Showing Convergence in $L^p$ norms

Question

Let $X$ be a finite measure space and $1\le p<\infty$ and $\{f_n\}$ be a sequence in $L^p(X)$ such that coverge to $f$ in $L^p(X)$ . If there exists constant $K$ such that for every $n\in \mathbb{N}$ and every $x\in X$ $$|f_n(x)|\le K $$ then for every $1\le r<\infty$ we have $$||f_n-f||_{r} \to 0 $$ which $|| \ .||_p $ is $ L^p $ norm.

Answer 1

Suppose the conclusion is not true, so there $\exists r, \geq 1$ $\epsilon >0$ and a subsequence $\{f_{n_k}\}$ such that $\|f_{n_k} - f\|_r \geq \epsilon$.

But $f_{n_k}$ converges in $L^p$ to $f$, so its has a sub-subsquence $\{f_{n_{k_l}}\}$ such that $\{f_{n_{k_l}}\}$ converges to $f$ almost surely.

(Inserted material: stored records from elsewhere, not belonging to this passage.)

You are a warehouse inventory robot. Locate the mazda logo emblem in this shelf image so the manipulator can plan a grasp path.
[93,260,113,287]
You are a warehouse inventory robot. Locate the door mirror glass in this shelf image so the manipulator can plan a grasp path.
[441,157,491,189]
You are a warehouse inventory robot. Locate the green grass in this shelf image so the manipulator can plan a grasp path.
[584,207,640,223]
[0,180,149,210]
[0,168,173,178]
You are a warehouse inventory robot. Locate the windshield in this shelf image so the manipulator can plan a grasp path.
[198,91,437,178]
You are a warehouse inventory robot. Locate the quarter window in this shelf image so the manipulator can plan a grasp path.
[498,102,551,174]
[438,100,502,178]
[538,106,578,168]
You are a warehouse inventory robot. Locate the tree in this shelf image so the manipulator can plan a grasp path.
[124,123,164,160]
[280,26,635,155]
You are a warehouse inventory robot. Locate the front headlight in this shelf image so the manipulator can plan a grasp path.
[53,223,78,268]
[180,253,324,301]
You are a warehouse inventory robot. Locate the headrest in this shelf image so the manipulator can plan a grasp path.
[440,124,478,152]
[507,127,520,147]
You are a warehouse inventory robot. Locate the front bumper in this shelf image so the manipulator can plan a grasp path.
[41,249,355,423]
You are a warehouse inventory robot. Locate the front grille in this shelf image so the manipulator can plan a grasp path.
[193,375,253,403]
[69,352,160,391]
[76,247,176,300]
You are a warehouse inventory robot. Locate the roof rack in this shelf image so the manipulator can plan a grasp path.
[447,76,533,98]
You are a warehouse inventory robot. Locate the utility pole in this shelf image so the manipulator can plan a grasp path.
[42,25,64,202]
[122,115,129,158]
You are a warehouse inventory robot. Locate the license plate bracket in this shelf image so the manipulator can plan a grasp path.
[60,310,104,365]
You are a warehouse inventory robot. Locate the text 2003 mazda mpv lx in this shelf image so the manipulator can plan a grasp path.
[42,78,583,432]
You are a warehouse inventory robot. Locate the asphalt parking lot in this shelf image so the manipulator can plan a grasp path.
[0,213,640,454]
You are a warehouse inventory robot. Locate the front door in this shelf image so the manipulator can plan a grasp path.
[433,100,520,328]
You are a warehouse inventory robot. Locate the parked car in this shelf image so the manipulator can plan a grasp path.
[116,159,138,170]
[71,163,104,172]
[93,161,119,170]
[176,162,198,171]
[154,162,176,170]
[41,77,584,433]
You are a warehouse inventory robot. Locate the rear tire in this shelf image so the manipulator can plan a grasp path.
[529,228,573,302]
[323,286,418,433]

Then by dominated convergence, we get $f_{n_{k_l}}$ conveges in $L^r$ to $f$, which is contradictory with $\|f_{n_k} - f\|_r \geq \epsilon$.

So it's done.

Answer 2

Since $f_n\to f$ in $L^p$ and $X$ has finite measure, then $f_n\to f$ in $L^q$ for any $1\leq q\leq p$.

For $p<r<+\infty$, you know that $|f_n(x)|\leq K$ uniformly. Convergence in $L^p$ gives convergence a.e. along subsequence $f_{n_k}\to f$, and by dominated convergence $f_{n_k}\to f$ in $L^r$. If there exists another sequence $f_{m_k}\to g\neq f$ in $L^r$, then (since $r>p$) you have $f_{m_r}\to g\neq f$ in $L^p$, contradicting the hypothesis $f_n\to f$ in $L^p$.